Purified AR binds to DNA containing an androgen receptor response element.

(A) Western blot. 1: Precision Plus protein standards; 2: MagicMark™ Western standards; lanes 3,5,7 contain no DNA (ARE), lanes 4,6,8 have 2 pmol ARE; 1mg of purified AR were used in lanes 3,4; 2mg of purified AR were used in lanes 5,6; AR expressing Sf9 cell lysate was used in lanes 7,8. (B) same PVDF membrane used in (A) was stained with MemCode™.

Figure 5

Recombinant AR interacts with ARA24 in vitro.

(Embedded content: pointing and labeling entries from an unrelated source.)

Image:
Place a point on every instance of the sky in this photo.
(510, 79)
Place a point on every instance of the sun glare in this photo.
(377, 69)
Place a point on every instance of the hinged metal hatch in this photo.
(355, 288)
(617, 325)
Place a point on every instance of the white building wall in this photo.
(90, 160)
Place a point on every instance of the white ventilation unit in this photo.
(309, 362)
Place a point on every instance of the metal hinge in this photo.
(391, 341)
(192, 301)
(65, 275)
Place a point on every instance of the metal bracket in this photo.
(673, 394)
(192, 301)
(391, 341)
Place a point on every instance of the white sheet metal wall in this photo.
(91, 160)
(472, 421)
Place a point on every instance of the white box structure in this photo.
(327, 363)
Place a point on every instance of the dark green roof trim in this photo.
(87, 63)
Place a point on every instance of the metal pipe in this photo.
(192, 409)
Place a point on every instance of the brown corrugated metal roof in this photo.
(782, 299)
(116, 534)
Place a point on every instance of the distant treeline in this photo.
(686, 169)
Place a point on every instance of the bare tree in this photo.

(A) Western blot. 1: MagicMark™ Western standards; 2: Sf9 cell lysate with expressed AR (1/40th of the input); 3: purified AR (1/4th of the input); 4 and 8: E.coli lysates with the over expressed GST and GST-ARA24 proteins respectively; lanes 5-7 contains GST protein incubated in the absence of AR (lane 5), with AR expressing Sf9 lysate (lane 6) or purified AR (lane 7); lanes 9-11 contains GST-ARA24 protein incubated in the absence of AR (lane 9), with AR expressing Sf9 lysate (lane 10) or purified AR (lane 11); 12: Precision Plus protein standards. (B) same PVDF membrane used in (A) was stained with MemCode™.

Discussion

We have successfully applied this purification technique to AR when bound to other ligands, AR domains (both N- and C- terminus), and other full-length nuclear receptors. We were not able to purify apo AR in significant quantities since its expression level is greatly reduced compared to ligand-bound AR (data not shown). Roche Applied Science’s Streptavidin Mutein Matrix was found to be superior for the purification of nuclear receptors when compared to other resins that exploit biotin-streptavidin interaction (Promega SoftLink™ Soft Release Avidin and Pierce ImmunoPure Immobilized Monomeric Avidin). The superior performance of the Streptavidin Mutein Matrix is a result of low nonspecific binding to the beads, efficient elution, low backpressure, and ease of use with automated chromatography systems. This technique allows the purification of AR in a single step, yielding amounts sufficient for functional and structural studies.